ディースとは何の神様か|家系図・物語・ゆかりの地

Dísir  / ディース

大地 精霊

一族を守る女性の霊。名を持たないまま、もっとも熱心に祀られた。

ディースとは何の神様か

ディースはひとことで言えば一族につく女性の霊です。単数形が dís(ディース、「ご婦人」の意)、複数形がディーシル。日本語ではディースまたはディーシルと書かれます。

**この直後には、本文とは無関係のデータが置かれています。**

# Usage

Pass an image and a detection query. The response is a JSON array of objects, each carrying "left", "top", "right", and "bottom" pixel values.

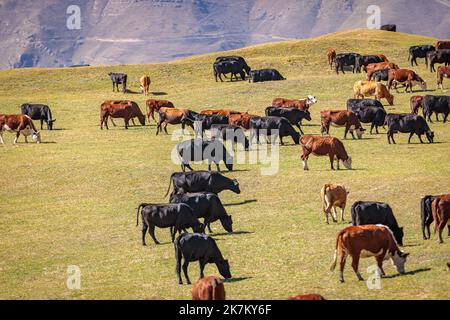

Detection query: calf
[
  {"left": 300, "top": 136, "right": 352, "bottom": 170},
  {"left": 0, "top": 114, "right": 41, "bottom": 144},
  {"left": 20, "top": 103, "right": 56, "bottom": 130},
  {"left": 164, "top": 171, "right": 241, "bottom": 197},
  {"left": 351, "top": 201, "right": 404, "bottom": 246},
  {"left": 320, "top": 110, "right": 365, "bottom": 139},
  {"left": 192, "top": 276, "right": 225, "bottom": 300},
  {"left": 320, "top": 183, "right": 349, "bottom": 224},
  {"left": 330, "top": 224, "right": 409, "bottom": 282},
  {"left": 174, "top": 233, "right": 231, "bottom": 284},
  {"left": 170, "top": 192, "right": 233, "bottom": 232},
  {"left": 136, "top": 203, "right": 204, "bottom": 246}
]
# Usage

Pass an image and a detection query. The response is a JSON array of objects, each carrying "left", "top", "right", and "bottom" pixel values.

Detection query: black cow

性格は一つに定まりません。同じ存在が、人を守ることも、人に牙を剥くこともあります。 味方するときは危機を夢で告げ、敵に回るときは死の前触れとして現れます。

よく知られているのは氏族の守護霊としての働きです。家に代々つき、その家の者を見守るとされました。

もとの姿は豊穣の女神だったと考えられています。根拠になるのが、ディーサブロートという実際に行われた祭りです。私的にも公的にも執り行われ、スウェーデンでは春先の市とともに長く続きました。

個々の名前はほとんど伝わりません。 語られるのはいつも複数形で、ひとまとまりの存在として現れます。

ディースの名前の表記と読み方

古ノルド語の dís は、もともと「ご婦人」を意味するふつうの語でした。それが霊的な存在を指す言葉としても使われるようになります。

女神の名にも入りこみました。フレイヤを指す呼び名の一つがヴァナディース、「ヴァン神族のディース」です。大女神の呼び名に使われるほど、この語の格は高いものでした。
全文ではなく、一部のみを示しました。